Reputation: 165
I am parsing an XML document containing characters in the private area of the Sabon font. These characters have to be replaced because the font has to be changed to Times New Roman. So far, everything is fine.
Now I need a replacement for a character which looks like SS (double s, like a ligature of two s). I inspected Times and didn't find a corresponding char. Does someone know whether there is such a thing in unicode?
Upvotes: 0
Views: 1091
Reputation: 201768
This is a bit of a mystery, but I think that the glyph that you are seeing is a small capital glyph for “ß” U+00DF LATIN SMALL LETTER SHARP S, often called “German double s”. For the word you mention in a comment, this would make little sense, because Broussonet was a French naturalist, and French does not use “ß” (and German does not use “ß” for foreign names), so the few occurrences of “Broußonet” that Google finds must be odd misspellings.

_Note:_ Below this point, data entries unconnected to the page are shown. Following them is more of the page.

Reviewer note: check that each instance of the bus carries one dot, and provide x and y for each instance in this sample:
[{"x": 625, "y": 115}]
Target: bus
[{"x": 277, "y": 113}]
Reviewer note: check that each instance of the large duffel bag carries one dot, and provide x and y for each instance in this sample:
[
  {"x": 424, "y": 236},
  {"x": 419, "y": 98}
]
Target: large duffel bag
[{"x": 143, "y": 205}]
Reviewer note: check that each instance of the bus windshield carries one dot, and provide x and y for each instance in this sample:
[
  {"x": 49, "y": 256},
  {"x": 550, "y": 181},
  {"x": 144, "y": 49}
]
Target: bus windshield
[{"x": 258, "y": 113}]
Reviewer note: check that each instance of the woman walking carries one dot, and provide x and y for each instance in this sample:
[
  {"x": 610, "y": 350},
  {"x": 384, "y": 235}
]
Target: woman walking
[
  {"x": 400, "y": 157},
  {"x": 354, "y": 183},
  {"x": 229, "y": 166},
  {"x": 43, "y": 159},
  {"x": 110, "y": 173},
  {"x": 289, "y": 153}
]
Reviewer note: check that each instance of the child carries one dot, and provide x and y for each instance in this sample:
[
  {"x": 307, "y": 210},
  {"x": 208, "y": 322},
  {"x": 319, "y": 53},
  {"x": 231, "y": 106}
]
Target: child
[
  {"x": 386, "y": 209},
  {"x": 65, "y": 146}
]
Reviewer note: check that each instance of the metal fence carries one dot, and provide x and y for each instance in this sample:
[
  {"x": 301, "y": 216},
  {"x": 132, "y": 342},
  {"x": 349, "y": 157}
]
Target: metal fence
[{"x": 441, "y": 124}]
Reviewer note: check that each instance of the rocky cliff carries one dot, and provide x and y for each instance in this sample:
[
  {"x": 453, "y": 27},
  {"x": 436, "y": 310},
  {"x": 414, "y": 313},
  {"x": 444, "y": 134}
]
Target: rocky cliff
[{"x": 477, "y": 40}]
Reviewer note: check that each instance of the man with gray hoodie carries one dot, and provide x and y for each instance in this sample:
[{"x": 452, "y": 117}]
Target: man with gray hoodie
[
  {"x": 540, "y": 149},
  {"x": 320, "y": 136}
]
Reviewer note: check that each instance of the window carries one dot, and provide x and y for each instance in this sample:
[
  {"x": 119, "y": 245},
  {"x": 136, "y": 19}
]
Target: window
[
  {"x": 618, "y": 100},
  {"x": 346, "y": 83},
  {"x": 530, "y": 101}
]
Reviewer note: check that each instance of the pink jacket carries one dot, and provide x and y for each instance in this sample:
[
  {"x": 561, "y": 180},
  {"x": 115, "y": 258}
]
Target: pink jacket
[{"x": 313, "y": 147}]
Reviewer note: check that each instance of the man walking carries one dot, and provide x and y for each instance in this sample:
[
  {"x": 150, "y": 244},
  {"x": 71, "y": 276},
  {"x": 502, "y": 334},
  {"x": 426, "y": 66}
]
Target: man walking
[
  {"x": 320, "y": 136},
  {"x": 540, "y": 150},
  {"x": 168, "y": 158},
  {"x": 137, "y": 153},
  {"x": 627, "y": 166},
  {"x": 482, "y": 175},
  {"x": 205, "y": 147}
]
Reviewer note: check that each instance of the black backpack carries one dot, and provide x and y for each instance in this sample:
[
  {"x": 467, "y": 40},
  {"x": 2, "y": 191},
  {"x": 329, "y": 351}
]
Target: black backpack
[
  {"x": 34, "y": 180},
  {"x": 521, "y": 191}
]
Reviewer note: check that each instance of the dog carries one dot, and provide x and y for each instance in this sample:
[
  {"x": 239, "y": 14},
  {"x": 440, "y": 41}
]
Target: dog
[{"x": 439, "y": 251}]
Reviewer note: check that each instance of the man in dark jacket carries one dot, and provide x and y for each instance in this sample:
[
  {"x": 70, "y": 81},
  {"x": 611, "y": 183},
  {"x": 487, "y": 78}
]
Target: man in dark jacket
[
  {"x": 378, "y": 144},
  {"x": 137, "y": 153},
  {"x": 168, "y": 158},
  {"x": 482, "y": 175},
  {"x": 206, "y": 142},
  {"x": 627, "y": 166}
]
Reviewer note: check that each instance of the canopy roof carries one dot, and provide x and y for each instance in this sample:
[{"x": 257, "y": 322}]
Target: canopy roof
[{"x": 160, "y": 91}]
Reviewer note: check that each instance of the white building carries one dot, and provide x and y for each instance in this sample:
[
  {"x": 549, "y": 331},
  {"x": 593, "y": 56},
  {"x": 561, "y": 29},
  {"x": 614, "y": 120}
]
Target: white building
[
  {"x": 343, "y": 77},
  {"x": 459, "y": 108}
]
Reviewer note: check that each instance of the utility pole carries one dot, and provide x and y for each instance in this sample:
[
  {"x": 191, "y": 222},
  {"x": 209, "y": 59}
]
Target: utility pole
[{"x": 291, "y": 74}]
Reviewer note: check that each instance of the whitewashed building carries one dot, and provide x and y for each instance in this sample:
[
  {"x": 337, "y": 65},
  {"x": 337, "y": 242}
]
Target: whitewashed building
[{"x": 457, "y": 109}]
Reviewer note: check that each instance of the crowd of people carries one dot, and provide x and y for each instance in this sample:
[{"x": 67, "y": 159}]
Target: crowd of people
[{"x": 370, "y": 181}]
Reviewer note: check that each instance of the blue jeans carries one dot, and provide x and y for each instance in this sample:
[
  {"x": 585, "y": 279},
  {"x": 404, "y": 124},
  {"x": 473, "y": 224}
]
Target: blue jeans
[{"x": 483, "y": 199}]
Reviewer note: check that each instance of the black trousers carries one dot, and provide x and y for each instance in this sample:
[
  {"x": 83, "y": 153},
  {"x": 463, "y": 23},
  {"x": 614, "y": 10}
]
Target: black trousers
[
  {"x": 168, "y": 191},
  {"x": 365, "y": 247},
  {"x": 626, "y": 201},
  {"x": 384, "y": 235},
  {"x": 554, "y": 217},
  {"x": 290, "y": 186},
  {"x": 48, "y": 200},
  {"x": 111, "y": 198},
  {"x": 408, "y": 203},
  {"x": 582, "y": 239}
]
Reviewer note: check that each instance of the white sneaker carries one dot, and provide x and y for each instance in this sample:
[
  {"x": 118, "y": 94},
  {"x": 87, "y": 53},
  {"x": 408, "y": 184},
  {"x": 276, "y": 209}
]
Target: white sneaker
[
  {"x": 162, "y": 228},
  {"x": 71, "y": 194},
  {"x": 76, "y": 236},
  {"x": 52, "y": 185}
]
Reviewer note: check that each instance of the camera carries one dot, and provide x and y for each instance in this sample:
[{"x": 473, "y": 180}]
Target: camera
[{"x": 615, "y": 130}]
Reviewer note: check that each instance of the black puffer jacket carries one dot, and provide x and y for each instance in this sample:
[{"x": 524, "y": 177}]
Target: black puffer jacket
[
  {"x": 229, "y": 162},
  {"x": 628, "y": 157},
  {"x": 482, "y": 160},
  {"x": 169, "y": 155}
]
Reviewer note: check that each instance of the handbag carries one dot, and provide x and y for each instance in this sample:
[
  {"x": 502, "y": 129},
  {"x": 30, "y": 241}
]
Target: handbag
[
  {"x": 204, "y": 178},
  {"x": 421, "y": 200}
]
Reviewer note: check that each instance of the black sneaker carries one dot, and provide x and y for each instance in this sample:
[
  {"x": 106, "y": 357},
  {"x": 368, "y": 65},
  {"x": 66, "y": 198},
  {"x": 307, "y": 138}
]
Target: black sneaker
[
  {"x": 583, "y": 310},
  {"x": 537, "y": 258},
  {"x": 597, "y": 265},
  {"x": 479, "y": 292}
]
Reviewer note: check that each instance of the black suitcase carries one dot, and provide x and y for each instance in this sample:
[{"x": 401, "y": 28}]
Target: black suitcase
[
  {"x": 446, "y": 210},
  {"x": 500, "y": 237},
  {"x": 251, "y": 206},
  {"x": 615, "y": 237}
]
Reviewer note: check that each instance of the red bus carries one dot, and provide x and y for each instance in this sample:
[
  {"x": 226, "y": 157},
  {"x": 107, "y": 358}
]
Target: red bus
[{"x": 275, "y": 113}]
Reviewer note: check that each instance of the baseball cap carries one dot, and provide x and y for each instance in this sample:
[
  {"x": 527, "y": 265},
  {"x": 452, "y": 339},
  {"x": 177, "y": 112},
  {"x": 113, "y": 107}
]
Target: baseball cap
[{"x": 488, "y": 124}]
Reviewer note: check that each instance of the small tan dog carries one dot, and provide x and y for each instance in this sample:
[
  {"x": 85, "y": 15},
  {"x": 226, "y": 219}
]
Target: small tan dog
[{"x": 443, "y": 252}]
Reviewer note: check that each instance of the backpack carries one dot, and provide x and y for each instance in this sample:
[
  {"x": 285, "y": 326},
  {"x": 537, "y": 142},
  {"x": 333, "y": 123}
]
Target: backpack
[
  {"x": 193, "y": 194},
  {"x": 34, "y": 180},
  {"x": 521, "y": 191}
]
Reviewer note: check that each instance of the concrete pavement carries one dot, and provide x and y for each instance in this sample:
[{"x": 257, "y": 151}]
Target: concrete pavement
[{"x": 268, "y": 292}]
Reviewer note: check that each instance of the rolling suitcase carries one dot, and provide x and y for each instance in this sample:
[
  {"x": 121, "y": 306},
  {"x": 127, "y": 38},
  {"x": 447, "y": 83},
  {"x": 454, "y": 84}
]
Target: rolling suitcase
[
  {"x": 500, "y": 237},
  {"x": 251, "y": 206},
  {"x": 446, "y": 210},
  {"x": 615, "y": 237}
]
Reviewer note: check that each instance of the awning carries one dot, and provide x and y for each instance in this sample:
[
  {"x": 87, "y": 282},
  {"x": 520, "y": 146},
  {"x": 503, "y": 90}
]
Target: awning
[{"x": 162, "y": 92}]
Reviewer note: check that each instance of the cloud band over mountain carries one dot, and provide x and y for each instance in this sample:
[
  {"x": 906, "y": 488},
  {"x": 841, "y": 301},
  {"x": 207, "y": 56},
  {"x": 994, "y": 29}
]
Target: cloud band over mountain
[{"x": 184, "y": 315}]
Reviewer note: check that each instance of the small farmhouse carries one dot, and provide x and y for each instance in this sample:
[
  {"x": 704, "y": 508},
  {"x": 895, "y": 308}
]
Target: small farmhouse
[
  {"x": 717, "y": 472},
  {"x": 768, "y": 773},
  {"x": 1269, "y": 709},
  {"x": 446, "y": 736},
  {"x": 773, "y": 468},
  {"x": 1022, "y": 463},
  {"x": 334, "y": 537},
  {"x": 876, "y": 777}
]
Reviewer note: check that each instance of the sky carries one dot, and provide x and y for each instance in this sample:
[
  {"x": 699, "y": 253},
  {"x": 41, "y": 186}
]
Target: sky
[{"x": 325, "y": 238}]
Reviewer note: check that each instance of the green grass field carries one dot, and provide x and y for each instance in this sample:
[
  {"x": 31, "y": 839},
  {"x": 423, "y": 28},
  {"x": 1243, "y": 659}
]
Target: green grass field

The copied string contains Private Use code points that Sabon seems to use for small capitals. This is somewhat weird, since normally small capitals are nowadays included as glyph variants selectable using OpenType features rather than Private Use code points, which are non-portable by definition.
This still does not explain what is happening, since the string contains “Broussonet” in that sense, with “ss” represented by two copies of the Private Use code point that is used for small caps “s” in Sabon. Presumably, some conversion between “ss” and “ß” is taking place somewhere. Anyway, the “character” in your second comment is U+E03F, a Private Use code point apparently used for small caps “ß”, CFF glyph id germandbls.sc, in Sabon.
However, if the text is interpreted as really being in uppercase, with letters other than the first one represented using small caps, and if “SS” is then interpreted as or replaced by the uppercase form of “ß”, then it’s “ẞ” U+1E9E LATIN CAPITAL LETTER SHARP S. In normal German orthography, “ß” maps to “SS” (two copies of normal letter “S”) in uppercasing, but nowadays Unicode also has U+1E9E, to meet the need to preserve differences in spelling, as in Strauss vs. Strauß, when names are written in all-uppercase. Modern versions of Times New Roman have a glyph for “ẞ”, old versions don’t (U+1E9E was added in Unicode version 5.1, in April 2008).
Upvotes: 3